Photo: Getty

Voting machine manufacturer ES&S is facing new questions from a prominent US lawmaker regarding the security of its voting systems.

Sen. Ron Wyden, Democrat of Oregon, has asked ES&S to explain by March 30th whether its voting machines or other products come equipped with a remote-access capability. Wyden’s questions follow a report published by the New York Times Magazine last month, in which ES&S is described as having sold election-management systems with remote-access software preinstalled.

According to the report, titled “The Myth of the Hacker-Proof Voting Machine,” ES&S had advised officials to install remote-access software so that the company’s technicians could access the voting machines without being physically present.

For security reasons, election systems are supposed to be air-gapped, or isolated from unsecured networks, including the internet. The possibility that voting machines have been equipped with cellular modems and remote-access software significantly heightens the risk of sabotage—whether by foreign hackers or corrupt election officials.

Advertisement

“The American public has been repeatedly assured that voting machines are not connected to the internet, and thus, cannot be remotely compromised by hackers,” Wyden, a senior member of the Senate Intelligence Committee, wrote in a letter to ES&S.

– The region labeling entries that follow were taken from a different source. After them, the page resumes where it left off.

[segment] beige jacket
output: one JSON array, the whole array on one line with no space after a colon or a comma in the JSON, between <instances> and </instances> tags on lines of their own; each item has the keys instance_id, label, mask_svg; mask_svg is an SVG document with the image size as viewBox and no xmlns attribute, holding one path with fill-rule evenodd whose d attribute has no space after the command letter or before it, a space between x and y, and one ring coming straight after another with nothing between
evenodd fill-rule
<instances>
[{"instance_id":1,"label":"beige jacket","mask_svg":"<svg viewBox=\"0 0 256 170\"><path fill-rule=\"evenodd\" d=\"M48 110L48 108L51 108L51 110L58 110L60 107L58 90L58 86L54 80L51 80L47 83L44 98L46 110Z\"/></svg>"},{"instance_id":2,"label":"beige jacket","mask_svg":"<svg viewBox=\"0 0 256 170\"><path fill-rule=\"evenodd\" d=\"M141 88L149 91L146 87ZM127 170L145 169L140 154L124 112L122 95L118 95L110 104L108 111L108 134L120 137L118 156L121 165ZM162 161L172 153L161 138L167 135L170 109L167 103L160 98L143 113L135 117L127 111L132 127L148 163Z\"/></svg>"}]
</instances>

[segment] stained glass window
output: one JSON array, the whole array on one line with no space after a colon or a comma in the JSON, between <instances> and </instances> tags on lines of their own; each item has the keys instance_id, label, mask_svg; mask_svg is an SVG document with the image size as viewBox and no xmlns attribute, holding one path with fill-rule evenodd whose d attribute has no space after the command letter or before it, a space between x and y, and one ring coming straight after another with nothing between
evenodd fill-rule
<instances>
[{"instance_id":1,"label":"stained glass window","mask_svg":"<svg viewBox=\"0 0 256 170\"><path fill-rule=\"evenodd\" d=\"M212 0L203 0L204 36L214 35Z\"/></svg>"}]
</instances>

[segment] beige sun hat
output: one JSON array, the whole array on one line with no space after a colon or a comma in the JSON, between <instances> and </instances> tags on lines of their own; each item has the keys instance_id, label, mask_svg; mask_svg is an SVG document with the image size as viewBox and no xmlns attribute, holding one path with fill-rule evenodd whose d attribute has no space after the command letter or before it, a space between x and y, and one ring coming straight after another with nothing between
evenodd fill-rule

He continued: “The default installation or subsequent use of remote-access software on sensitive election systems runs contrary to cybersecurity best practices and needlessly exposes our election infrastructure to cyberattacks.”

Wyden’s office said he had questioned ES&S and other voting machine manufacturers last year about their cybersecurity practices. “ES&S did not answer Wyden’s questions about whether the company follows basic cybersecurity best practices,” it said.

Advertisement

Gizmodo reported in August that voter files belonging to more than 1.8 million Illinois residents were discovered by security researchers on an unsecured Amazon server. The researchers, from the California-based firm UpGuard, said the server had been under ES&S’s control.